I looked up North Korea in Wikipedia, and discovered that despite its poverty, it was endowed with excellent mineral resources, and spectacular mountain scenery. In other situations, there would have been a thriving tourist trade, including ski resorts, if it had not been for the horrific regime, which terrorised and repressed its own people to an appalling degree.
Then a mad thought occurred to me. Even Al-Qaida and Islamic State are not quite in the same class as North Korea, ghastly as they are. Al-Qaida has a secret underground base in Algeria. What if they could be interested in secretly developing something similar in North Korea, while putting up a front as a private commercial organisation that specialised in running prisons to international standards in different countries? North Korea was desperate for cash, and might even let them in, and Al-Qaida’s friends might be willing to come in on things, if rights to exploit minerals were somewhere mentioned in the deal.
How would this help? It would mean that prisoners would get food, and be kept in more humane conditions, and perhaps North Korea would like to have some modern prisons that would enable it to demonstrate to the world that it was cleaning up its act. And I would have a place to dump the IRA sub-contractors known as ‘Our Group’. It is true that these terrorists had been in league with Al-Qaida, but in recent times, Our Group had been caught stealing money from them, and seemed to be working against them, though it was not clear who for. There was no love lost between those parties.
Looking back, I wonder why I thought this was a good idea, but I think I was emotionally affected by the reports I had read about North Korea, which coloured my judgment. I decided to visit one of the prison camps in a remote mountainous area, which I had seen pictured in a Daily Mail article. The acreage of this camp was enormous in comparison with the number of prisoners kept there. The prison huts which con
tained the prisoners were little more than chicken coops, which made me shudder. It seemed suitable for development.

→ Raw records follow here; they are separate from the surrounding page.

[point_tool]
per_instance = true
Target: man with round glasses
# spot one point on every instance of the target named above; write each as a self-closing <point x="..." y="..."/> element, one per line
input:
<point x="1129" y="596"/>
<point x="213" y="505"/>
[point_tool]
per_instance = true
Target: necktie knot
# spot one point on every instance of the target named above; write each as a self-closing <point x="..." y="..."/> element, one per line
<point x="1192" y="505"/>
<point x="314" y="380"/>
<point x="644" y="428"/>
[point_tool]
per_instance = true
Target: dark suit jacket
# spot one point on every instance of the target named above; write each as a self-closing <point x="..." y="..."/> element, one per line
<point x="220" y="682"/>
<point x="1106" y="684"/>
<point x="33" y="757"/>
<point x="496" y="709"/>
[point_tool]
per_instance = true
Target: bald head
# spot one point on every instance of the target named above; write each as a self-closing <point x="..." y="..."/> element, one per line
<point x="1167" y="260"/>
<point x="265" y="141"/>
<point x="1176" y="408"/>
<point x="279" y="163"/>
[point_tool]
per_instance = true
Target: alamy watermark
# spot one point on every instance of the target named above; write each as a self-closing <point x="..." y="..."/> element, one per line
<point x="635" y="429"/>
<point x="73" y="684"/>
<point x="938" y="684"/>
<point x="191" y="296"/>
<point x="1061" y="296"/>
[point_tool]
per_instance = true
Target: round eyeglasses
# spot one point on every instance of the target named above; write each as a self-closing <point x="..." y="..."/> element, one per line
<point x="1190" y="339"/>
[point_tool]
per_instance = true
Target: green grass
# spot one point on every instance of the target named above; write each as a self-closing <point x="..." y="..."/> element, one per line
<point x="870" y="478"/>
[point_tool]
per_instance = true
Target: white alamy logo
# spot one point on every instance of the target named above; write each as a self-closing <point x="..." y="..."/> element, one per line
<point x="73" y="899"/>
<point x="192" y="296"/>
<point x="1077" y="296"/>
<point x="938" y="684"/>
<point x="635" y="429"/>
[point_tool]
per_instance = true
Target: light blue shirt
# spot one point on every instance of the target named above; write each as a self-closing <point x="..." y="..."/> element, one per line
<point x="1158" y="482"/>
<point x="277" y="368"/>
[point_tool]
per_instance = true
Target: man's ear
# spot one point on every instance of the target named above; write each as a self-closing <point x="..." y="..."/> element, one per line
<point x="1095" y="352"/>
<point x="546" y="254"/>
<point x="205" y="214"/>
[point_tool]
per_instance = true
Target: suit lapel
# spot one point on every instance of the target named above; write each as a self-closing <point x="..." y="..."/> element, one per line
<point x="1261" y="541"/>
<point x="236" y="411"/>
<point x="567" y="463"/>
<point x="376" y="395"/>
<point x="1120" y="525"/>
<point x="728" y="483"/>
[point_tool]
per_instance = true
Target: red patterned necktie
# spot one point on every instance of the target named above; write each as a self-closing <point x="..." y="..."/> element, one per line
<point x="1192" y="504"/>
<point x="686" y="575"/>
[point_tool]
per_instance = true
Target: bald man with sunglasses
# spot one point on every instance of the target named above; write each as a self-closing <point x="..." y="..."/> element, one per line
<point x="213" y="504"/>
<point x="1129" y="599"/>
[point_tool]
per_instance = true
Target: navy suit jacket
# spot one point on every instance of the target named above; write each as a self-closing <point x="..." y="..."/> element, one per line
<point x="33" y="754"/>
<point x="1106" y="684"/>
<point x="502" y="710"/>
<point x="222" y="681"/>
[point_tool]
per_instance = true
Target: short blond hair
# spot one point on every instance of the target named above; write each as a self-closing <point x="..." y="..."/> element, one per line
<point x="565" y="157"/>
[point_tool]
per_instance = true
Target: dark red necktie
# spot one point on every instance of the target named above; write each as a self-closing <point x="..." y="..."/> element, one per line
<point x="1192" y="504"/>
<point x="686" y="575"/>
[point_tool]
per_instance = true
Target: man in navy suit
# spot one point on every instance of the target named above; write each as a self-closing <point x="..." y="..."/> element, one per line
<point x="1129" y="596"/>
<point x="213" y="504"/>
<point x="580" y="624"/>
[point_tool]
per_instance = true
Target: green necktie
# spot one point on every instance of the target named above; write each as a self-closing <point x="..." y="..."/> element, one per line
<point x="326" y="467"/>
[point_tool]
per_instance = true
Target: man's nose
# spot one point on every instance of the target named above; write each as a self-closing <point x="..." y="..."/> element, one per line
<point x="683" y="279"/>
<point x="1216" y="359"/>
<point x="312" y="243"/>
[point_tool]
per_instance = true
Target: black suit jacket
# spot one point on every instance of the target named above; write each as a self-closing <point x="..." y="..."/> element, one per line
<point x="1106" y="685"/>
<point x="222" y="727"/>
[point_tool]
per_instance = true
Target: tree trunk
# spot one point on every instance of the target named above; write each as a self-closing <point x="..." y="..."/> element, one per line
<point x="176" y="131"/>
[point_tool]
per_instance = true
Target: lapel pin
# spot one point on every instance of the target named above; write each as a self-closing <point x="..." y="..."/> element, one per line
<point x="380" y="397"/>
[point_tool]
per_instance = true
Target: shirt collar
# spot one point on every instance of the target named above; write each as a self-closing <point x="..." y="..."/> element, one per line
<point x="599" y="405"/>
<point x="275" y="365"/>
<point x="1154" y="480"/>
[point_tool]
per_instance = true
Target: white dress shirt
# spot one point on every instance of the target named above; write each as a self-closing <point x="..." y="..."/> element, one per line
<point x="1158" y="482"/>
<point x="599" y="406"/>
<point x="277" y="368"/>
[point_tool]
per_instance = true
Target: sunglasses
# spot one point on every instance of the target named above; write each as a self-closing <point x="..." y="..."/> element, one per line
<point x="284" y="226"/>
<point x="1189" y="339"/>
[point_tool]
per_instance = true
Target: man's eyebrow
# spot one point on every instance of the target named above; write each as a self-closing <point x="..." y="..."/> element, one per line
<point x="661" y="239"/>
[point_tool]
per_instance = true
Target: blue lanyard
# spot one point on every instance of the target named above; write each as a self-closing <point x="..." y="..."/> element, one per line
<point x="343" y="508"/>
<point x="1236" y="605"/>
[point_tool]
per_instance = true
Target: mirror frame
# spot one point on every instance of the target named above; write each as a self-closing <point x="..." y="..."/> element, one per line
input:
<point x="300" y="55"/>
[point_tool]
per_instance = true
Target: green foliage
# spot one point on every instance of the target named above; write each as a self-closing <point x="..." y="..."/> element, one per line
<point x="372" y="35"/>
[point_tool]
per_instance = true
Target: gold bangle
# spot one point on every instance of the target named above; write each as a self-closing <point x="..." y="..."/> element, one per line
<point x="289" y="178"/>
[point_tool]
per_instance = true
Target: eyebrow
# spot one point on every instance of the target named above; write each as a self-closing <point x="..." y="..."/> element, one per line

After that, whenever Our Group or the IRA attacked me, I ‘hoovered up’ about a hundred at a time, and dumped them in the grounds of the North Korean prison camp. I provided the prisoners with the basics - food, water, tents and blankets – which, by now, I produced by visualising what was required. Soon the visitors outnumbered the North Koreans, who retreated to the other end of the prison camp. One day, I was walking through the prison camp woods, making sure that all my prisoners had enough to eat, when I met some North Korea prison guards, spying on me.
One of the men, their leader, came up to me.
‘What are you doing here?’ he said, grabbing me roughly by the shoulder.
I knocked him down, and then regretted it, remembering that this was not a good start to the relationship with North Korea’s prison service, if my plan was to come to fruition.
‘I’m interested in buying this property,’ I said.
The man picked himself up and walked over to his men. They went into a huddle, talking excitedly. Then the man came back to me.
‘You want to assist us here?’ he asked in disbelief.
‘Yes,’ I said.
‘It could be possible,’ said the man. ‘We will consider and come back to you.’
‘Good,’ I said, and I left.
That weekend, the local IRA was hosting a training event for Islamic State troops imported from North Africa. Normally on these occasions, I raided all the delegates, and put them in prisons overseas, but this time, I went in search of the organisers. The event was being run by some senior ranking Islamic State officers, whose regular job was putting new recruits through their paces in a Western country. They tried to look like the British Army, with smartly pressed khaki uniforms and maroon berets. These guys had seen active service in the past, but they were now in their fifties, and did not get involved with fighting any more.